Hagen. Die Handwerker sollen ihre Prioritäten neu setzen und im Zweifel erst Aufträge von Flut-Opfern bearbeiten. Dabei sind viele selbst betroffen.

Handwerker sollen angesichts der Unwetter-Katastrophe ihren Aufträgen eine neuen Reihenfolge geben und im Zweifelsfalle erst den Flut-Opfern helfen. Diesen Appell richtet Jochen Renfordt, der Präsident der Handwerkskammer Südwestfalen, an seine Mitgliedsbetriebe. Gleichzeitig betont er aber – genauso wie sein Amtskollege Berthold Schröder von der Kammer in Dortmund –, dass auch viele Handwerker zu den Opfern der Fluten gehören.
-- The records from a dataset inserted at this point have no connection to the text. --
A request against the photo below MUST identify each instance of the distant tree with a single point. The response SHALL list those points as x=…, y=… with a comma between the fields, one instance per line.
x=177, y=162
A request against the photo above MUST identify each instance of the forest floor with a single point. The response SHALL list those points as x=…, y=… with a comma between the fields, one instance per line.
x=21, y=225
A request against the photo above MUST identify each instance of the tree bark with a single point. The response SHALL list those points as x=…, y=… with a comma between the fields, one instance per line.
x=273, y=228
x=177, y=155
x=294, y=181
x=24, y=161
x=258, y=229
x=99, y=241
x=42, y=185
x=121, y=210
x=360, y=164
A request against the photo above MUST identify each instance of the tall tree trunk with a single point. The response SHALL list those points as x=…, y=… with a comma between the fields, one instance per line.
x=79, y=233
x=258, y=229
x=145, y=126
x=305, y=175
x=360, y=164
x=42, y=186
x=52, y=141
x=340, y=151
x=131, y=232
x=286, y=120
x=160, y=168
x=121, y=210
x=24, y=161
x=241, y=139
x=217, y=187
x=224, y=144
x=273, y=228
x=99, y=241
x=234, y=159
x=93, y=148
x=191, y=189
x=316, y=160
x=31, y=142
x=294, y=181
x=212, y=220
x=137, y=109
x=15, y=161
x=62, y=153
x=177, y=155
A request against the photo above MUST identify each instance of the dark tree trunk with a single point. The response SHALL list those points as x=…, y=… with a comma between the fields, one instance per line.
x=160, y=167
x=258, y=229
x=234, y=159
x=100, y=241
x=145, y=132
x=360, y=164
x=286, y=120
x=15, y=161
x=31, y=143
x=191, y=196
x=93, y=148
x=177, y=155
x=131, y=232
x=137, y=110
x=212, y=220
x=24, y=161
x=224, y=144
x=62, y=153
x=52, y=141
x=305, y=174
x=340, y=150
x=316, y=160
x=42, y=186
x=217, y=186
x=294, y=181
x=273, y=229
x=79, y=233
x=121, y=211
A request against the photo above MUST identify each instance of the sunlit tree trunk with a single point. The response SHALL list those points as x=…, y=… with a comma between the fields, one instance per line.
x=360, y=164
„Wir haben ein eigenes Internetportal bei der Handwerkskammer Südwestfalen eingerichtet, wo Mitgliedsbetriebe Schäden melden können“, so Renfordt. Bislang habe ein Viertel der Mitglieder daran teilgenommen. „30 Prozent davon sind zum Teil schwer betroffen“, sagt Jochen Renfordt, und berichtet etwa von einem Elektrobetrieb in dem von der Flut besonders betroffenen Altena. „1,50 Meter hoch stand da das Wasser im Lager. 80 Prozent des Inventurbestands sind zerstört, darunter wertvolle Teile, die derzeit bei der allgemeinen Materialknappheit nur schwer zu bekommen sind. Deren Lager ist quasi vernichtet.“

Oder der Tischler Dirk Tabert aus Hagen-Hohenlimburg, durch dessen Betrieb im besonders betroffenen Nahmertal die Massen flossen. „Wenn ich die Maschinen neu kaufen müsste, müsste ich mehr als 100.000 Euro in die Hand nehmen“, so der 59-Jährige gegenüber unserer Zeitung. „Was soll ich machen? Ich werde versuchen, die Schreinerei wieder aufzubauen.“

Jochen Renfordt ist Präsidentn der Handwerkskammer Südwestfalen.
Jochen Renfordt ist Präsidentn der Handwerkskammer Südwestfalen. © FUNKE Foto Services | Olaf Fuhrmann

Um Betrieben wie diesen zu helfen, wollen die Kammern die Schäden erfassen, um in Verhandlungen mit dem Land zu Hilfen und Förderprogrammen zu gehen – ähnlich wie die Industrie und Handelsbetriebe (siehe Box). Und Jochen Renfordt hofft, dass der Staat dann aus den Corona-Hilfen gelernt haben wird. „Das war zunächst auch sehr unbürokratisch, aber dann wurden mittendrin die Regeln geändert. Das darf hier nicht passieren.“ Und Berthold Schröder von der Kammer in Dortmund verspricht: „Wer Hilfe benötigt, kann sich jederzeit an uns wenden.“

Sorge wegen Materialknappheit

Bei allen Handwerksbetrieben, die nicht von der Flut betroffen sind, hofft Malermeister Jochen Renfordt, der selbst in Iserlohn einen Betrieb hat, darauf, dass die Mitgliedsbetriebe flexibel sind: „Als Präsident der Handwerkskammer Südwestfalen bitte ich alle Handwerksbetriebe, die dazu in der Lage sind, Aufträge von vom Unwetter betroffenen Bürgerinnen und Bürgern sowie von beschädigten oder zerstörten Betrieben zu priorisieren und ihren Beitrag zur Linderung der Not zu leisten.“

Die Handwerksbetriebe sollten mit ihren Kunden sprechen. Und er hofft dabei auch ganz klar auf das Verständnis anderer Kunden: „Das wird angesichts der schrecklichen Bilder jeder verstehen und zustimmen, dass ein nicht so dringender Auftrag verschoben wird. Den Kunden, der dafür kein Verständnis aufbringen wird, den kenne ich nicht“, so Renfordt. Er hoffe, dass jetzt die Materialknappheit in vielen Bereichen – sei es Holz, seien es Elektroinstallationen – , die schon vor der Flut dem Handwerk Probleme bereitet hatten, nicht die nötigen Arbeite behindere.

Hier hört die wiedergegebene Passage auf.